A cool thing about doughnuts that I didn't know until a few months ago was that you can always cut a doughnut so that its cross-section is two interlocking circles.

#### Angles

First, what's the magical cutting angle that we have to use to get this cross-section, if we know the proportions of the doughnut
We-ell, after a quick visit to the local bakery and the procurement of some ring doughnuts, and the use of a kitchen knife, it turns out that the cross-section cuts across the central throat at an angle, so that it just touches at two points – which means that it has to be a common tangent for two opposing parts of the throat surface.

And that's enough for us to be able to work out the angle. After a few scribblings to work backwards from a couple of simple cases (angle 45 degrees, 60 degrees), it seems that if we know how fat the torus is (its minor radius, "r"), and we know how wide it is (measured from the centre to the centre of the ring limb, the major axis, "R"), the equation for the angle "A" for our cut turns out to be pretty simple. It's just :

SIN A = r / R

So as we transition between the two extremal shapes for the torus (from maximum skinny, r / R = 0, to maximum fatty, r / R = 1, r = R), the angle of the cut rotates nicely from zero degrees to 90 degrees.

#### "Skinny torus" limit

If the thickness of the torus limb shrinks towards zero, we know that the two intersecting shapes MUST be perfect circles of radius R, because they don't have enough room to be anything else.

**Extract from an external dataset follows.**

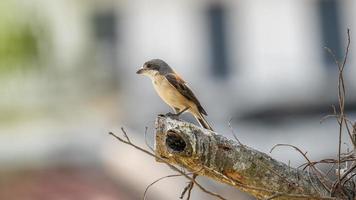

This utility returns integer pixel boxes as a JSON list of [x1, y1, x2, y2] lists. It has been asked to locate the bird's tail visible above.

At the limit of r / R = 0, when the surface shrinks to a one-dimensional line, curved around into a circle, we know that the overlap region for the two interlocking shapes has to be 100% ... because there's no room on the surface for the circles NOT to be totally overlapping.

#### "Fat torus" limit

As "r" approaches the size of the major radius, R, the torus throat closes off. Our cross-section for this extremal case is simply a vertical slice through the torus centre, like so:

We have two circles touching, of radius r = R ... so the two circles are each exactly the same size as they were when they in the skinny torus limit.
But the overlap is now zero rather than 100%

#### Intermediates

So we can define the proportions of a torus by the special angle A (between 0 and 90 degrees) needed to cut it to get the double-circle. We also know that for  0<A<90, the two circles each slide around the shape so that they cross the outside equator of the torus on one side, and cross the opposing side of the inner equator on the other. These two points are always offset from the torus' inner circular minor axis, by the same distance (r), so we know that the width of the two individual intersecting shapes has to be constant.

So if we keep R constant, and sweep the torus proportions over the full range, from r = 0 to r = R, and as the "special" cross-section angle tilts in sympathy from 0 to 90 degrees, the cross section is just a fixed-size pair of circles moving apart, from total overlap of 100%, to an overlap of zero.

## 3D Plots

Here are a few plots of half-tori, all with different thicknesses and viewing angles, all sliced  perpendicularly to the observer's view, to give the two-circle "linked rings" cross-section:

Unlike the case of the chopped cube, I can't think of any wonderfully exciting practical applications for this yet, but, hey, maybe something'll hit me six months from now. Perhaps the result has special applications for building multiple intersecting toroidal particle accelerator arrays, or perhaps there's an application for using a Villarceau cage as an unconventional fusor frame. Or maybe not. I think I have too many other things that need doing to have the time to check this one out properly.